Background: The purpose of this study was to develop and validate questionnaires used to measure psychosocial determinants of physical activity in preadolescent children.
Methods: Three theory-based questionnaires and a measure of after-school physical activity were administered to 422 fifth-grade students. A cross-validation design was employed for psychometric development of the scales, including factor analysis, reliability, and validation by correlating scale scores with intention to be physically active and after-school physical activity.

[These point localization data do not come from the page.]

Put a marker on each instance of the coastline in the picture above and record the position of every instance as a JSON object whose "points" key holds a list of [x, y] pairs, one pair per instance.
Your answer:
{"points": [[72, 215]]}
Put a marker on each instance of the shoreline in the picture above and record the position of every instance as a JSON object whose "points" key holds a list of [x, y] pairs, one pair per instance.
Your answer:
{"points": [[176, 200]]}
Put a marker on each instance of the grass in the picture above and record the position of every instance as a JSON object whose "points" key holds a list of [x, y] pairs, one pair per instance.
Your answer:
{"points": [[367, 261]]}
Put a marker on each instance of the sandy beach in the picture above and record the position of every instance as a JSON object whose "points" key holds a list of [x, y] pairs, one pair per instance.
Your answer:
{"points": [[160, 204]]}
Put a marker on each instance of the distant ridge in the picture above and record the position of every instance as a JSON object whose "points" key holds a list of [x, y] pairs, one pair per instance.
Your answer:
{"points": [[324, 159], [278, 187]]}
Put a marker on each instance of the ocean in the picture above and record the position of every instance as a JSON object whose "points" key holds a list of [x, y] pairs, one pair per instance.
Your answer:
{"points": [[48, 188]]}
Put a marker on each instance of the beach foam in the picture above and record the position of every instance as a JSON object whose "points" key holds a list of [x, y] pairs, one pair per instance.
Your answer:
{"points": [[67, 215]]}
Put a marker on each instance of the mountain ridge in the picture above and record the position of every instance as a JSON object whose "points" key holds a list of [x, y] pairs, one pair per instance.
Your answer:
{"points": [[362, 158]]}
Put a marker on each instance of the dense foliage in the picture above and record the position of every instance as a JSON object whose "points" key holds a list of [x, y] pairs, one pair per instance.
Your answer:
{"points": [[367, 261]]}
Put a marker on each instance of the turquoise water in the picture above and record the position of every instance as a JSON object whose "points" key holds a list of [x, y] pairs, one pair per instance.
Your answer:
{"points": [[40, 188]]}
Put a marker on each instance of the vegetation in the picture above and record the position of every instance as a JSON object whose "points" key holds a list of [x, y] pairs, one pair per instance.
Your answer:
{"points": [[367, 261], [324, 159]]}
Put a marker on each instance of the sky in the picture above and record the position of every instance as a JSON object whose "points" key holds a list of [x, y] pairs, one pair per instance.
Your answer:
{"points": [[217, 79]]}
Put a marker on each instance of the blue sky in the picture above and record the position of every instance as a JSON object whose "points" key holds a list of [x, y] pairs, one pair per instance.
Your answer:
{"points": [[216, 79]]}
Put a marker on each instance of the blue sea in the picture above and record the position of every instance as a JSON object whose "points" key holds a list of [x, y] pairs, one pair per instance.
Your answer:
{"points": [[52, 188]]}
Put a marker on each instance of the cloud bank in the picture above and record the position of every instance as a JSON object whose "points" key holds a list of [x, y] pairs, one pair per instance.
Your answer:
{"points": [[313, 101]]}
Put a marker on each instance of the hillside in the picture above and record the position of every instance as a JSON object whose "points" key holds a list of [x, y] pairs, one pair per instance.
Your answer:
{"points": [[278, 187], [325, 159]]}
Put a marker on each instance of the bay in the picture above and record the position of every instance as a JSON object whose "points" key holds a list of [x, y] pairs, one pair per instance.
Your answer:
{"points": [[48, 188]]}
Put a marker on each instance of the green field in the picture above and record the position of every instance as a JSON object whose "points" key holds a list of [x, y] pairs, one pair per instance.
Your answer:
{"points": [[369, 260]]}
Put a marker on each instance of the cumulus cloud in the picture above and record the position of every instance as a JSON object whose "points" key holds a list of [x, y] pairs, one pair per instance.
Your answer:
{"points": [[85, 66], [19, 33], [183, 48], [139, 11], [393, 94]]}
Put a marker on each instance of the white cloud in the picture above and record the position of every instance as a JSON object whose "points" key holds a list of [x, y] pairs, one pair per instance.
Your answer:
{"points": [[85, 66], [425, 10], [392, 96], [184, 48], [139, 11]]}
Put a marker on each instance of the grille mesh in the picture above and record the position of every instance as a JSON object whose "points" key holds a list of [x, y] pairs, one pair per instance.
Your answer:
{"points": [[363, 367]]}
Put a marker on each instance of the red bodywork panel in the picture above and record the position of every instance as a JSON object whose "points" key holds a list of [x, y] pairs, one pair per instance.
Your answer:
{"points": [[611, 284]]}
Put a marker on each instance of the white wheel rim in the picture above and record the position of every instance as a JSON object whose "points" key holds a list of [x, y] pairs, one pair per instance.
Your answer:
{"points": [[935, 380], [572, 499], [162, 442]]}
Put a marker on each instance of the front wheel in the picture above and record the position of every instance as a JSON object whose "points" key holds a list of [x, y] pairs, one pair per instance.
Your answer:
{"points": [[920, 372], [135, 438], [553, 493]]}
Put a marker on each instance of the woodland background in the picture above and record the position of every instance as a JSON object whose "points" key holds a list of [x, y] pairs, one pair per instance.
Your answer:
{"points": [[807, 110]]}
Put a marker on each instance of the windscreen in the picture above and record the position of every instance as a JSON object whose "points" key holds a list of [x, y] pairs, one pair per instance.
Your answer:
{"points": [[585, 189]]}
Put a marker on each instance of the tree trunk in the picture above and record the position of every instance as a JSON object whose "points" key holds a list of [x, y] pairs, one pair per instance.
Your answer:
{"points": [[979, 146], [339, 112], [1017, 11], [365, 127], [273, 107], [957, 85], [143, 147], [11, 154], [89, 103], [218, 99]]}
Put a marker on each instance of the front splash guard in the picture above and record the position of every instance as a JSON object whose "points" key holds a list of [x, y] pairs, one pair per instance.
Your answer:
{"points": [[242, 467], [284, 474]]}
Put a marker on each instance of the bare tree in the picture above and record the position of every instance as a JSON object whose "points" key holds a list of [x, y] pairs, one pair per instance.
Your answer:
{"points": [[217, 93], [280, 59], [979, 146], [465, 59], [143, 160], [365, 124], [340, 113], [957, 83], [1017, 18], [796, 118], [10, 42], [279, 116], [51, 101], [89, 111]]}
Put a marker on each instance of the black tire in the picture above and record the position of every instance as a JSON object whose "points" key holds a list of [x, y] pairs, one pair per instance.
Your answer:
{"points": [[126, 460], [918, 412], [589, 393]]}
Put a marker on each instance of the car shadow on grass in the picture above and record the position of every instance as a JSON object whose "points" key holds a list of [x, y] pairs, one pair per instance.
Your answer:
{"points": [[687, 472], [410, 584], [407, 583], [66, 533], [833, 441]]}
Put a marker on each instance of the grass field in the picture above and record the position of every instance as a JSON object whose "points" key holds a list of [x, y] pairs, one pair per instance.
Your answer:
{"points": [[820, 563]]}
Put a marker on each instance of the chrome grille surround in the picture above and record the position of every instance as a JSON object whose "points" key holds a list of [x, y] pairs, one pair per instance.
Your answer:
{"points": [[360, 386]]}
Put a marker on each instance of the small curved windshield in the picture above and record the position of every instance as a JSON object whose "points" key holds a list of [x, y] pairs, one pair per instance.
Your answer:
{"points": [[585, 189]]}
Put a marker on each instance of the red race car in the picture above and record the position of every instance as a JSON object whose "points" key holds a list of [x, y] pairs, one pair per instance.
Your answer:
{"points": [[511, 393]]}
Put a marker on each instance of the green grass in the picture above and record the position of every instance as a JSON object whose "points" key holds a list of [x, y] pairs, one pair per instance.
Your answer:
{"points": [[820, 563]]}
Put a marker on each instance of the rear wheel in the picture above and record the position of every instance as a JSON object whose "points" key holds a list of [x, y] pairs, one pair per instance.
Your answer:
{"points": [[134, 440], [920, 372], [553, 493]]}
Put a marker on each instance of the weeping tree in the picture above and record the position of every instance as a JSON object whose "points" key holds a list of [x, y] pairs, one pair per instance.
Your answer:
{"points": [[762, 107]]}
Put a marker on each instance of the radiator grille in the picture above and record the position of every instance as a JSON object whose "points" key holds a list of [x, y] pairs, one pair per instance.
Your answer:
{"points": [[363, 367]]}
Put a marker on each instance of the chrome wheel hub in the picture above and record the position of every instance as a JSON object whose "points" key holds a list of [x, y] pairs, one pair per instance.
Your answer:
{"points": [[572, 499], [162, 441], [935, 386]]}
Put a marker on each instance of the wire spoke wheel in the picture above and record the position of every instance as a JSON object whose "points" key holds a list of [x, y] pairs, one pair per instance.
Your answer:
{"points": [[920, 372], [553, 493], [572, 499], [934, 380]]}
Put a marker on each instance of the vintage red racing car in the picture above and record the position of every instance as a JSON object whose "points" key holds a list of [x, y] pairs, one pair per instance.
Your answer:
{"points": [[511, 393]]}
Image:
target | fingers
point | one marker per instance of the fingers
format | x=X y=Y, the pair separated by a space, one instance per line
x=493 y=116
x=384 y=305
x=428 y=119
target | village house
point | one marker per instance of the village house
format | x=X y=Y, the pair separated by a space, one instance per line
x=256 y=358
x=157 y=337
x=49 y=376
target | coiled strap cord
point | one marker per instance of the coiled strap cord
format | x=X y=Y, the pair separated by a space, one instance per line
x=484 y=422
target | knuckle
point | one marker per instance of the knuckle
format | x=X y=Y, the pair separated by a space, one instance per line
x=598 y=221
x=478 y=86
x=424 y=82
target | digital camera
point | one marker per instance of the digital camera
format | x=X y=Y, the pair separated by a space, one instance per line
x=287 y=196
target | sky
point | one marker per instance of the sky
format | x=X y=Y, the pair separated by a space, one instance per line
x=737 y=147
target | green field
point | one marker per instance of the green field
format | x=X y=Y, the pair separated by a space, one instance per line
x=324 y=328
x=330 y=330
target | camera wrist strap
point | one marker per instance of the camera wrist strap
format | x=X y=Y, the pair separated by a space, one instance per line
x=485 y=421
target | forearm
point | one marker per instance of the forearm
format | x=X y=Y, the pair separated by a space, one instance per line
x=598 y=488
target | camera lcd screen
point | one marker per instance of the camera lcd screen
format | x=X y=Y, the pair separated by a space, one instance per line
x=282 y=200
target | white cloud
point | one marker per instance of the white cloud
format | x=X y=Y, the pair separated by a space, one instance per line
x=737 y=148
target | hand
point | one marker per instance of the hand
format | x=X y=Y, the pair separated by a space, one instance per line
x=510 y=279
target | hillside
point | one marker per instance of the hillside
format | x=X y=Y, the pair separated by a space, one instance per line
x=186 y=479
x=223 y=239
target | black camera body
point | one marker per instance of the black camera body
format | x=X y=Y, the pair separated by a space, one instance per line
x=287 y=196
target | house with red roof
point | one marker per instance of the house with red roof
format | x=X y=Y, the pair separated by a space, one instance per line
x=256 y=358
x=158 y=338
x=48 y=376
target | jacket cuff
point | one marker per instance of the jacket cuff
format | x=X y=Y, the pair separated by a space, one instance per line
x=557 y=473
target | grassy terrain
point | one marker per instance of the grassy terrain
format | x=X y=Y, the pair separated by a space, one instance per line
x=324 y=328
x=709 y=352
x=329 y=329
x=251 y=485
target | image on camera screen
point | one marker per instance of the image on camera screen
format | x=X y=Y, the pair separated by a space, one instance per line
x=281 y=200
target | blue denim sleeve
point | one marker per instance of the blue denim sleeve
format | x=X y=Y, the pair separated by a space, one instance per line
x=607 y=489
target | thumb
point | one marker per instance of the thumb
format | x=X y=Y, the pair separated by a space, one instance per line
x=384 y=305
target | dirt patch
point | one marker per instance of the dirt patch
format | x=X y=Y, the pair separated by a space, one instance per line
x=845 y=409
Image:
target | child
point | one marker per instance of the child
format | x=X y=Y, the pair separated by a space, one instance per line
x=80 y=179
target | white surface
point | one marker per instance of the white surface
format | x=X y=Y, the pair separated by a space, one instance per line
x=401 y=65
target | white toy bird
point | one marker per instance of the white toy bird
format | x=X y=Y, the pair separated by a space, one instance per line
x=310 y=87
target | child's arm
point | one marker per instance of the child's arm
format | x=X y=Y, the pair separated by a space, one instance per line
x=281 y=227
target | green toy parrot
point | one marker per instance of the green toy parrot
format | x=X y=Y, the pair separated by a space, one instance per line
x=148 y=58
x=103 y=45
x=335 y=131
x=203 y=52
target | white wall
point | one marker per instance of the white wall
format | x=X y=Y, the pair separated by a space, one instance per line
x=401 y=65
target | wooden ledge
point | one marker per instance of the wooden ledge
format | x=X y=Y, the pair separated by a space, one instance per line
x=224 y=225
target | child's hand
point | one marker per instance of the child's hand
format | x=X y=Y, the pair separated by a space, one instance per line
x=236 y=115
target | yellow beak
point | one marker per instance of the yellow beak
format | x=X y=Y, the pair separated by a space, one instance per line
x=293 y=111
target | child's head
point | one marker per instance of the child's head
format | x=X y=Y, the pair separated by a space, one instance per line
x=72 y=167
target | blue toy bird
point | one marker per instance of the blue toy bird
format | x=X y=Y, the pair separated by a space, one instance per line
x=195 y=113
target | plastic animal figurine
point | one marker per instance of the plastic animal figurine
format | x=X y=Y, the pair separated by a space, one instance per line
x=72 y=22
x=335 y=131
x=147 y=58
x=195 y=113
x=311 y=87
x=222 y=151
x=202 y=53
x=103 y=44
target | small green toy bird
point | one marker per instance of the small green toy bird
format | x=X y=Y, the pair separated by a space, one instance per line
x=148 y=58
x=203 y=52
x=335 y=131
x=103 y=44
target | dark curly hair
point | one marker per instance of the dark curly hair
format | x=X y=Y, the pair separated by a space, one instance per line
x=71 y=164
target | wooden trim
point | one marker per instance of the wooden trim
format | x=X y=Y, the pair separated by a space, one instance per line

Results: The Social Influences scale contained a single factor. The Self-Efficacy scale contained three factors: support seeking, barriers, and positive alternatives. The Beliefs scale contained two factors: social outcomes and physical activity outcomes. Reliability coefficients ranged from about 0.50 to 0.78. Significant correlations were obtained between all six scales and intention in the development sample, and between five scales and intention in the validation sample. Significant correlations were obtained between social influence and self-efficacy barriers and physical activity in the development sample, and between social influences and physical activity in the validation sample.
Conclusions: Three scales to measure psychosocial determinants of physical activity were refined for use with rural, predominantly African-American, preadolescent children, and shown to be both reliable and valid. Factor analysis resulted in interpretable subscales that may be used as variables. These preliminary results provide support for using the scales to measure influences on activity in children.